13

На сизом катке (там, где летом площадка для тенниса), слегка припудренном сухим снежком, опасливо резвились горожане, и в ту минуту, как мимо, по тротуару, проходили Лужины, совершавшие утреннюю прогулку, самый бойкий из конькобежцев, молодец в свитере, изящно раскатился голландским шагом и с размаху сел на лед. Дальше, в небольшом сквере, трехлетний ребенок, весь в красном, шатко ступая шерстяными ножками, поплелся к тумбе, беспалой ладошкой загреб снег, лежавший аппетитной горкой, и поднес его ко рту, за что сразу был схвачен сзади и огрет. «Ах ты, бедненький», – оглянувшись, сказала Лужина. По убеленной мостовой проехал автобус, оставив за собой две толстых, черных полосы. Из магазина говорящих и играющих аппаратов раздалась зябкая музыка, и кто-то прикрыл дверь, чтобы музыка не простудилась. Такса в заплатанном синем пальтишке, с низко болтающимися ушами остановилась, обнюхивая снег, и Лужина успела ее погладить. Что-то легкое, острое, белесое било в лицо, и, если посмотреть на пустое небо, светленькие точки плясали в глазах. Лужина поскользнулась и укоризненно взглянула на свои серые ботики.
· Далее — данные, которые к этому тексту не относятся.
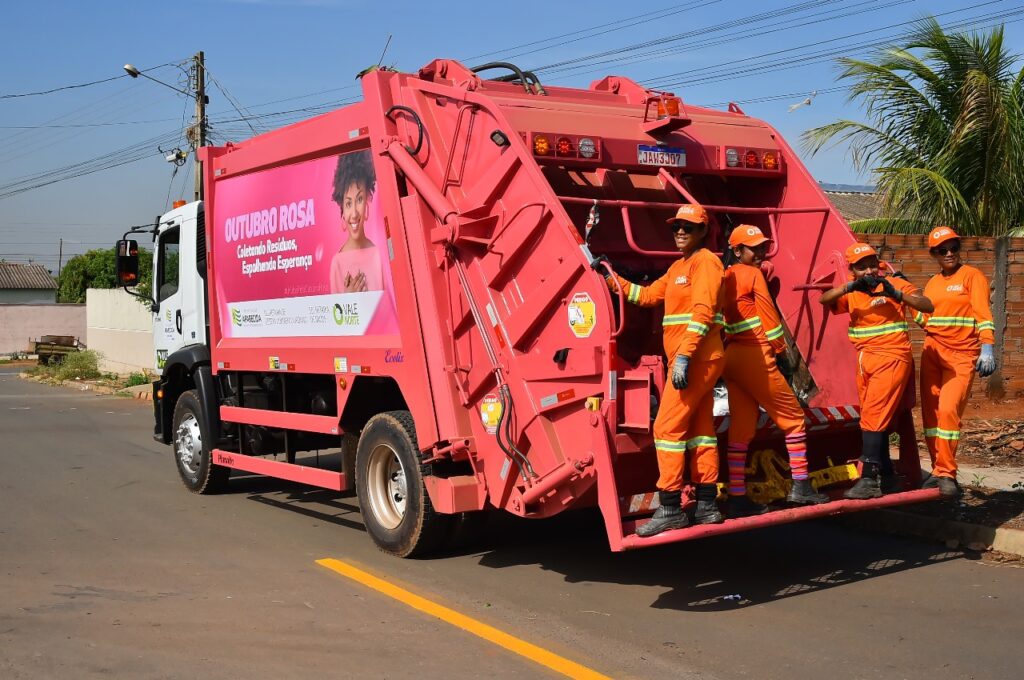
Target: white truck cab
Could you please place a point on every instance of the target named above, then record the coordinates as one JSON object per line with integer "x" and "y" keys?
{"x": 179, "y": 282}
Около русского гастрономического магазина встретили знакомых, чету Алферовых. «Холодина какая», – воскликнул Алферов, тряся желтой своей бородкой. «Не целуйте, перчатка грязная», – сказала Лужина и спросила у Алферовой, с улыбкой глядя на ее прелестное, всегда оживленное лицо, почему она никогда не зайдет. «А вы полнеете, сударь», – буркнул Алферов, игриво косясь на лужинский живот, преувеличенный ватным пальто. Лужин умоляюще посмотрел на жену. «Так что милости просим», – закивала она. «Постой, Машенька, телефон ты их знаешь? – спросил Алферов. – Знаешь? Ладно. Ну-с, пока, – как говорят по-советски. Нижайший поклон вашей матушке».

«Он какой-то несчастненький, – сказала Лужина, взяв мужа под руку и меняя шаг, чтобы идти с ним в ногу. – Но Машенька… Какая душенька, какие глаза… Не идите так скоро, милый Лужин, – скользко».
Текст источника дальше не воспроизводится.